Итак, перед нами некий бес, и не самого малого калибра, – остроглазый, наблюдательный и едкий, в безукоризненном черном сюртуке и с обаятельными манерами. Таким и играет его в Театре имени Вахтангова Ю. Яковлев. Единственный упрек, какой можно сделать артисту, что его Глумов – слишком уж беспечный, легкий, вызывающий симпатию своей рискованной игрой герой. Хорошо, что исполнитель этой роли сценически эффектен, ловок – таким и должен быть Глумов, – но актер несколько мельчит, когда, например, в комедийном усердии ищет пропавший дневник под столом, под диваном, за картинами… В Глумове мало видеть легковесного и удачливого пройдоху-авантюриста, героя плутовской комедии. В нем должна чувствоваться уверенная в себе хищная сила, а его цинизм тем страшнее, чем внешне привлекательнее он может выглядеть.
В холодном блеске своего скепсиса Глумов не знает святынь, он на все поглядывает небрежно и свысока и не различает правых и виноватых. «Иронист» такого склада решительно во всем находит предмет для остроумия и издевки: трусость и мужество, подлость и благородство, дурные и добрые поступки уравнены для него в цене.
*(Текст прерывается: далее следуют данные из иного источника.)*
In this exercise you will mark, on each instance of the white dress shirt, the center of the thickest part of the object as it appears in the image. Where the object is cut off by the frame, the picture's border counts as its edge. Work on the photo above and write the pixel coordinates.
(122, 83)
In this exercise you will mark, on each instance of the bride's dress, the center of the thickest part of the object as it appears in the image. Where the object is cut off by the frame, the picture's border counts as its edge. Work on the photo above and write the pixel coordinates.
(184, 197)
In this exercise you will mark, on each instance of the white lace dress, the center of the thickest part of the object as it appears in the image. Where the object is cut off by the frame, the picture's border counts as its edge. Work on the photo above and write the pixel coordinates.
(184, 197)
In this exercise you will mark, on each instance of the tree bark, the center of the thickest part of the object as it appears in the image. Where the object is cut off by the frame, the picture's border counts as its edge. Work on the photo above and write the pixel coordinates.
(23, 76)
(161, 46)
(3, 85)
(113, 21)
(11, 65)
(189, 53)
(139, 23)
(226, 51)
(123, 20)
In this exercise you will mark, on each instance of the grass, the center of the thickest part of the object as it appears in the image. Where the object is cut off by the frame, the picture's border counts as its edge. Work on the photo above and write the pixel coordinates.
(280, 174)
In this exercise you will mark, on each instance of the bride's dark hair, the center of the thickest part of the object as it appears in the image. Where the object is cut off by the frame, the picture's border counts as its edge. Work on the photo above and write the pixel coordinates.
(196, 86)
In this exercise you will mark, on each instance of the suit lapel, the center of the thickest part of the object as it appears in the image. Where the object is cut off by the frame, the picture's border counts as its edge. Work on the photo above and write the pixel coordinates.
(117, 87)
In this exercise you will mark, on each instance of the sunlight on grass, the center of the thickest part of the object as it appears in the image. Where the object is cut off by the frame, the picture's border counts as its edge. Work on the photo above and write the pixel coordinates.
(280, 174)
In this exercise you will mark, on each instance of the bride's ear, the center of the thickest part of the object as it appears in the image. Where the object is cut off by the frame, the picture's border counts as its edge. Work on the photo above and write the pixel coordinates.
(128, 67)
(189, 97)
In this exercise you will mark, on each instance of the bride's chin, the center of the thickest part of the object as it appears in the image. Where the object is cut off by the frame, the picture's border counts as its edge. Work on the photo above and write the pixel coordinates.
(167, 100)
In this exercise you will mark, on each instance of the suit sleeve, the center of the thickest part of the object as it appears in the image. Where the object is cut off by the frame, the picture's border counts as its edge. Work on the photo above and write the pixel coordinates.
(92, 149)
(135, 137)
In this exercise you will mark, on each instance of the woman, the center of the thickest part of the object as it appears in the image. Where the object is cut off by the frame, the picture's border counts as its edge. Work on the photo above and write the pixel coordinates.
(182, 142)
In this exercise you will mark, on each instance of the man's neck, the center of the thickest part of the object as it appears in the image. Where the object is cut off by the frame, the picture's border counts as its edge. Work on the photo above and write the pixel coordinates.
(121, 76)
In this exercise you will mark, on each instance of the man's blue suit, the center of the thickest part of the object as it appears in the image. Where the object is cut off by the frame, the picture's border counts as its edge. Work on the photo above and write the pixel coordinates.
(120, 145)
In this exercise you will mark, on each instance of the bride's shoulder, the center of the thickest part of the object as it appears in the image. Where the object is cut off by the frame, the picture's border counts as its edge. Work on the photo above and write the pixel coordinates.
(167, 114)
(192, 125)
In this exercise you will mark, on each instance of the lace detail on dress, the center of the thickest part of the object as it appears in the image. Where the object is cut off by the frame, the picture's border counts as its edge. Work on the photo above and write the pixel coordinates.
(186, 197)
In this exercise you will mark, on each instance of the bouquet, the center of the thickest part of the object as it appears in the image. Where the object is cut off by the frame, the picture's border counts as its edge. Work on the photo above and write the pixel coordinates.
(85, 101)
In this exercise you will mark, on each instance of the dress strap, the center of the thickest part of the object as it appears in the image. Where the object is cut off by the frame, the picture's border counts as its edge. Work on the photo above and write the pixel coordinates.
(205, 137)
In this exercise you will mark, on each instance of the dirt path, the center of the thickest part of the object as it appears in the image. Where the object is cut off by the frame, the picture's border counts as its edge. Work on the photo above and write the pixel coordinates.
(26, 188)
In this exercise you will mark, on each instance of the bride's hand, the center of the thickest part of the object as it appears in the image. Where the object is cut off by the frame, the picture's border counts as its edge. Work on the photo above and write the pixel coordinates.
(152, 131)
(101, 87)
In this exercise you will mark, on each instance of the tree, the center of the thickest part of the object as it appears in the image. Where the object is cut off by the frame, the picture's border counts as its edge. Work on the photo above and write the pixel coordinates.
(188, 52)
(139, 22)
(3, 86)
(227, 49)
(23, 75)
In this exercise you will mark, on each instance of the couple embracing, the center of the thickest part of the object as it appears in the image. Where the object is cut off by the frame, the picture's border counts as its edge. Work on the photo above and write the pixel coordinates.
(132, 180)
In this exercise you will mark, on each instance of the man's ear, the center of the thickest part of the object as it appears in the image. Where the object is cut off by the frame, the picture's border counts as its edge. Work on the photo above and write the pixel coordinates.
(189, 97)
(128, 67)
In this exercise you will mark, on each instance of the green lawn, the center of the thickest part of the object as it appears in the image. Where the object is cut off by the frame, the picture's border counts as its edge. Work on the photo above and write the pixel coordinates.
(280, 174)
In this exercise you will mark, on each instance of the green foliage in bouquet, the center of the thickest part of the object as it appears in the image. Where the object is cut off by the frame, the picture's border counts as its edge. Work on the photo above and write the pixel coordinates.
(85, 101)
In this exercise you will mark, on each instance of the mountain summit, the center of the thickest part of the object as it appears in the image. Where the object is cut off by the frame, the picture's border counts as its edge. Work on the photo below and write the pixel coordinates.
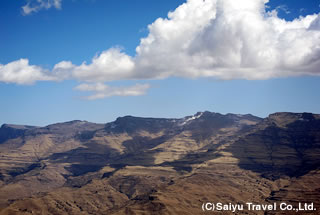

Насмешка всегда создает иллюзию превосходства, но напрасно было бы искать в душе Глумова хотя бы слабую тень положительного содержания: внутри у него – чистый нуль, ледяная утроба.
Истлевшая совесть Глумова рассмотрена драматургом как бы во времени, с указанием на предысторию и причины случившихся с ним перемен. В изучении психологии подлости обычно ускользает сам момент решения, а с него-то и начинает Островский. Глумов впервые возникает перед нами в переломный миг его жизни, когда он прощается со своим прошлым, с порой молодого либерализма, забавами детского вольнодумства, приевшимися с летами. Прежде он только злился да писал эпиграммы на всю Москву. Это мальчишество, как и следовало ожидать, не принесло ему ни славы, ни денег. Ему надоело обличать. Он готов решительно переменить жизнь, и первый шаг к этому – поиски богатой невесты и денежного места.
Начальный монолог Глумова, где он не стесняясь излагает свой план, как «подделаться к тузам», может показаться слишком наивным в своей грубой откровенности. Обычно человек вплывает в подлость с большой постепенностью и оглядками, ища для себя благовидных оправданий. Но не исключен и такой случай – крутого внутреннего поворота, цинизм сознательного, не камуфлируемого даже для себя, для своей совести решения: уж не махнуть ли на все рукой, не зажить ли, попросту говоря, «применительно к подлости»?